Interactions between estradiol and ERK, but not mTOR, signaling is necessary for enhanced cocaine-induced conditioned place preference in female rats.

Women rapidly progress from recreational cocaine use to dependence, consume greater quantities of cocaine, experience more positive subjective effects of cocaine and have higher incidences of relapse during abstinence. These effects have been replicated in animal models of cocaine addiction and indicate an enhanced sensitivity and therefore, vulnerability of females to cocaine addiction. Furthermore, it has been demonstrated that estradiol (E2) is a key mediator of the aforementioned effects of cocaine in women and female animals. However, studies identifying the influence of E2 on cocaine-associated reward and its underlying neurobiological mechanisms are lacking. Here, we further explored the influence of E2 on cocaine conditioned place preference in female rats. We show that E2 mediates cocaine-conditioned reward by potentiating cocaine-context associations. In addition, the E2-mediated increases in cocaine-induced CPP are associated with increased activation of ERK1/2 and mTOR proteins in the nucleus accumbens, dorsal striatum, and ventral tegmental area. To assess the involvement of ERK1/2 and mTOR in E2-mediated enhanced cocaine-CPP, we inhibited ERK1/2 and/or mTOR activity during cocaine-conditioning and before CPP-test. Inhibition of ERK1/2 during conditioning blocked cocaine-CPP in females, inhibition mTOR was without effect, and inhibiting ERK1/2 and mTOR before CPP-test blocked cocaine-CPP. In conclusion, we have established that E2 enhances cocaine-conditioned reward by potentiating cocaine-context associations formed during conditioning. Additionally, activation of ERK1/2 during cocaine-conditioning is necessary for the potentiation of cocaine-conditioned reward by E2. SIGNIFICANCE STATEMENT: Studies characterizing the molecular substrates underlying the effects of E2 during the formation of cocaine-context associations are virtually unknown. In this study, we established the influence of E2 during the formation of cocaine-CPP and characterized the role of ERK1/2 and mTOR activity on this effect within significant nodes of the reward pathway.
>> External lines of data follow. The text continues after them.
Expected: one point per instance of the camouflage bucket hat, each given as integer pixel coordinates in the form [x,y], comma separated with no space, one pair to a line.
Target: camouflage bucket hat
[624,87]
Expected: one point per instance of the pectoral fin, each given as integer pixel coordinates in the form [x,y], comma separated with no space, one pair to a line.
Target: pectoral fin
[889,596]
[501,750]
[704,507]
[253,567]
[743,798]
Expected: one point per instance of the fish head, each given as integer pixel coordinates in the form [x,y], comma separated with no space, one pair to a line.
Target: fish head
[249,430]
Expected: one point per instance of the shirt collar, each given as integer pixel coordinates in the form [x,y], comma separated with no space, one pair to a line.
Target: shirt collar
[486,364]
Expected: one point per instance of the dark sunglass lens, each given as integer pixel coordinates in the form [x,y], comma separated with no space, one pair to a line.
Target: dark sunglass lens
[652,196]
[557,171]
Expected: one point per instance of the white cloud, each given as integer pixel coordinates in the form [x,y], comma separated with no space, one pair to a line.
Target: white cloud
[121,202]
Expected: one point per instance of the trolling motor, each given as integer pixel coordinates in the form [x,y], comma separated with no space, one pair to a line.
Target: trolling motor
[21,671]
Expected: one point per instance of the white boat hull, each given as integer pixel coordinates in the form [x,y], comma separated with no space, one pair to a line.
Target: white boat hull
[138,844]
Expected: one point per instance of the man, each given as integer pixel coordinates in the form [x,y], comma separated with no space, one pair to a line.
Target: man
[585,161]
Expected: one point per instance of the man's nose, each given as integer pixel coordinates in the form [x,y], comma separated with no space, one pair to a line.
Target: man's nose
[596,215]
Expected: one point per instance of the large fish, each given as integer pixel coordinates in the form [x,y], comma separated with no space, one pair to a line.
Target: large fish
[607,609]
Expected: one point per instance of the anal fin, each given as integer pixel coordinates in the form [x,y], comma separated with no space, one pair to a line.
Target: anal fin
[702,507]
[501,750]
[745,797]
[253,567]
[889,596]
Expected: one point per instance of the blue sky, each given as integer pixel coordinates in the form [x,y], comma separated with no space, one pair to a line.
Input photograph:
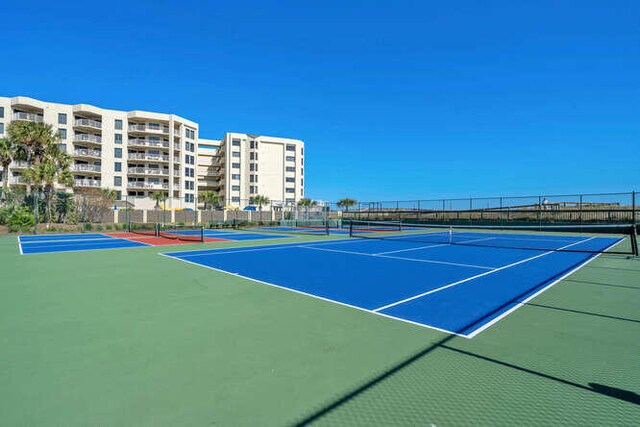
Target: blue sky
[393,99]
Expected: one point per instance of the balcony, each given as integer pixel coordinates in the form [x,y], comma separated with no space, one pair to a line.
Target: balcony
[17,180]
[142,142]
[149,157]
[84,152]
[148,171]
[89,183]
[145,128]
[85,137]
[19,164]
[86,168]
[29,117]
[148,185]
[88,123]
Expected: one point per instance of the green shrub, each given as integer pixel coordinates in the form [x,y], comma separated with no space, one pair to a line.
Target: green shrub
[21,219]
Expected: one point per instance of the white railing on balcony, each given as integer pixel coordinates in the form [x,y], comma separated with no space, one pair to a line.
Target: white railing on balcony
[88,123]
[148,171]
[86,168]
[16,180]
[85,137]
[87,153]
[32,117]
[147,143]
[148,185]
[94,183]
[19,164]
[142,127]
[152,157]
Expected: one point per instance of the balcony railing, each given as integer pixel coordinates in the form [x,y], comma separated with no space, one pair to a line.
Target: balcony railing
[16,180]
[151,157]
[142,142]
[31,117]
[142,127]
[84,137]
[148,185]
[86,168]
[87,153]
[93,183]
[148,171]
[88,123]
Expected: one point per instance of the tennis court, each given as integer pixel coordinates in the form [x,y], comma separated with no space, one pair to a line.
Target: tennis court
[459,284]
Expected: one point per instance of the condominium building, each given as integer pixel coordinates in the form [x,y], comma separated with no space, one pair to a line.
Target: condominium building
[135,153]
[138,153]
[249,165]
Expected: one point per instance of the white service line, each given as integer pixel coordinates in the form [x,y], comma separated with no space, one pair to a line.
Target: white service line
[523,302]
[366,310]
[433,246]
[477,276]
[400,258]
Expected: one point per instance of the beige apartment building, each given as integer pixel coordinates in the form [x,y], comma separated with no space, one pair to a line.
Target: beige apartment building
[138,153]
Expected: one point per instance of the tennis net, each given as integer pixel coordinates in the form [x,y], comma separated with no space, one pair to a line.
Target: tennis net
[144,228]
[187,233]
[610,238]
[311,227]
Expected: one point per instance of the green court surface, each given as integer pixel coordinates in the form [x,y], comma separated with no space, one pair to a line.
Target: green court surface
[127,337]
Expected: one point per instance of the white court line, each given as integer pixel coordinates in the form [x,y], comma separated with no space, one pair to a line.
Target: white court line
[433,246]
[523,302]
[400,258]
[316,296]
[476,276]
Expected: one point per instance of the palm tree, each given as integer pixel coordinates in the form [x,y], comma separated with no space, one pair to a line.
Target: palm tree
[210,199]
[260,201]
[31,139]
[157,197]
[6,156]
[346,203]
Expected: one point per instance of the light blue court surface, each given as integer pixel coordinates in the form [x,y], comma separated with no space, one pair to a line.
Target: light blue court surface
[455,288]
[72,243]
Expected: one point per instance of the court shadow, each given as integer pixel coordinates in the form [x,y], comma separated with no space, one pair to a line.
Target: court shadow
[587,313]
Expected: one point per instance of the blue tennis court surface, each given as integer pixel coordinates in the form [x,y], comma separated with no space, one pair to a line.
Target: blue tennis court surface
[449,287]
[72,243]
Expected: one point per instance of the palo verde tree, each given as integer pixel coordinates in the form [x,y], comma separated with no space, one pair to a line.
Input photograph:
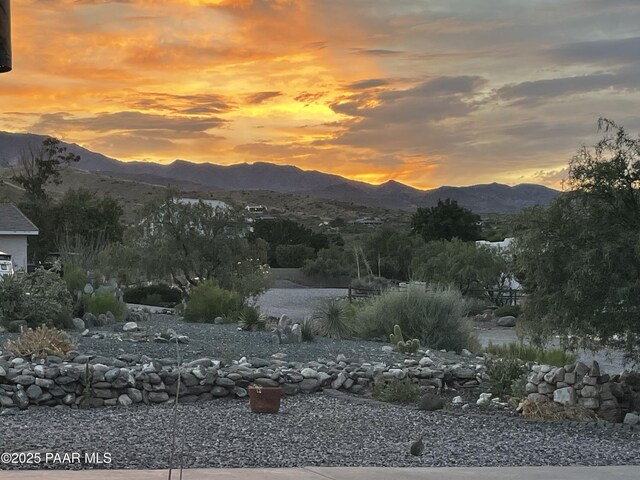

The elucidation of the role of E2 in cocaine-induced intracellular signaling fills a significant gap in our knowledge regarding the mechanisms by which E2 affects intracellular signaling pathways to indicate the motivational salience of a stimulus. These data are crucial to our understanding of how fluctuating hormone levels can render females increasing sensitive to the rewarding effects of cocaine.